WE trust that our local councillors read the Craven Herald.

They cannot have failed to have noticed a growing tide of disillusionment about the state of our streets. Scruffiness has become the rule not the exception.

It's not just in our columns. The first area forum, the chance for residents to tackle our administrators face to face, raised the poor state of cleaning streets in Settle.

Not so long ago the district was kept clean by an army of lengthsmen, fiercely proud of their stretch of roads. Now after a couple of decades of cut backs and "efficiencies" there is no pride. Why, as we reported last week, Craven cannot even be bothered to make a single entry into the Yorkshire in Bloom competition. Not a village, not a shop, not a business will make the effort (the Strange family's magnificent summer displays outside their home at Coniston Cold are an exception to this criticism).

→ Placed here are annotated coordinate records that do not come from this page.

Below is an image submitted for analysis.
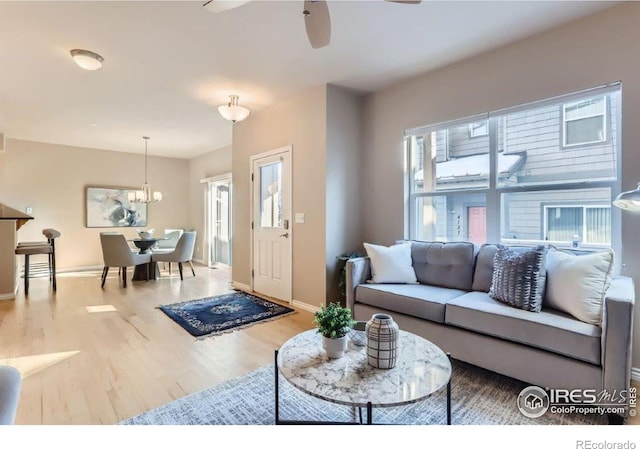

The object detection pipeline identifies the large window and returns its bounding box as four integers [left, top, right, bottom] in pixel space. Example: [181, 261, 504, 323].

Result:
[405, 83, 621, 249]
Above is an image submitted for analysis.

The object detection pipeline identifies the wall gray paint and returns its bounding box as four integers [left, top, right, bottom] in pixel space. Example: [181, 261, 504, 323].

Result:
[326, 85, 362, 302]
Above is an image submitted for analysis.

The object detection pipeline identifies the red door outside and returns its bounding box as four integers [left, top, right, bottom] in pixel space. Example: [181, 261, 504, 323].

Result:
[467, 206, 487, 245]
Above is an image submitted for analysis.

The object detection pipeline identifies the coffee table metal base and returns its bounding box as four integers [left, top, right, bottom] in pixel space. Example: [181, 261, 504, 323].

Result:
[273, 349, 453, 426]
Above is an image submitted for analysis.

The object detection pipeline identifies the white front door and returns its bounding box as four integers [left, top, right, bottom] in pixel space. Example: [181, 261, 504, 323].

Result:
[252, 147, 292, 302]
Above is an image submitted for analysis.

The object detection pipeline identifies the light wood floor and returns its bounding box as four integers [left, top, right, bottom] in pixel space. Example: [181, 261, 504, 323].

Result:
[0, 266, 640, 425]
[0, 266, 313, 424]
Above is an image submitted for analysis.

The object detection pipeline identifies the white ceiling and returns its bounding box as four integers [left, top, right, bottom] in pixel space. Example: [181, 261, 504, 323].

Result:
[0, 0, 614, 158]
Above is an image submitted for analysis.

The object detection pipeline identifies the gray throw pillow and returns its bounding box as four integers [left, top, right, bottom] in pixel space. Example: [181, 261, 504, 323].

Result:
[489, 245, 547, 312]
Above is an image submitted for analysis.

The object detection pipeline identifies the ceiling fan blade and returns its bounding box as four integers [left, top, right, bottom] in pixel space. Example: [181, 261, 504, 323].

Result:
[202, 0, 251, 13]
[303, 0, 331, 48]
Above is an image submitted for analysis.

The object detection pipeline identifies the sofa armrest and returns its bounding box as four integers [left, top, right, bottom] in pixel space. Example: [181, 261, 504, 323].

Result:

Would we be willing to pay an extra fiver or so on our council tax bills to pay for clean streets, tidy yards, pristine graveyards and flowers not thistles on roundabouts? We think so.

Mind you, never let us forget that it is we, the general public, who throw the rubbish down in the first place. It is not just school children who seem to think that a paving stone fulfills a useful secondary role as a rubbish bin.

The lady who threw her half eaten sausage roll down a High Street ginnel this week was at least 60 years old.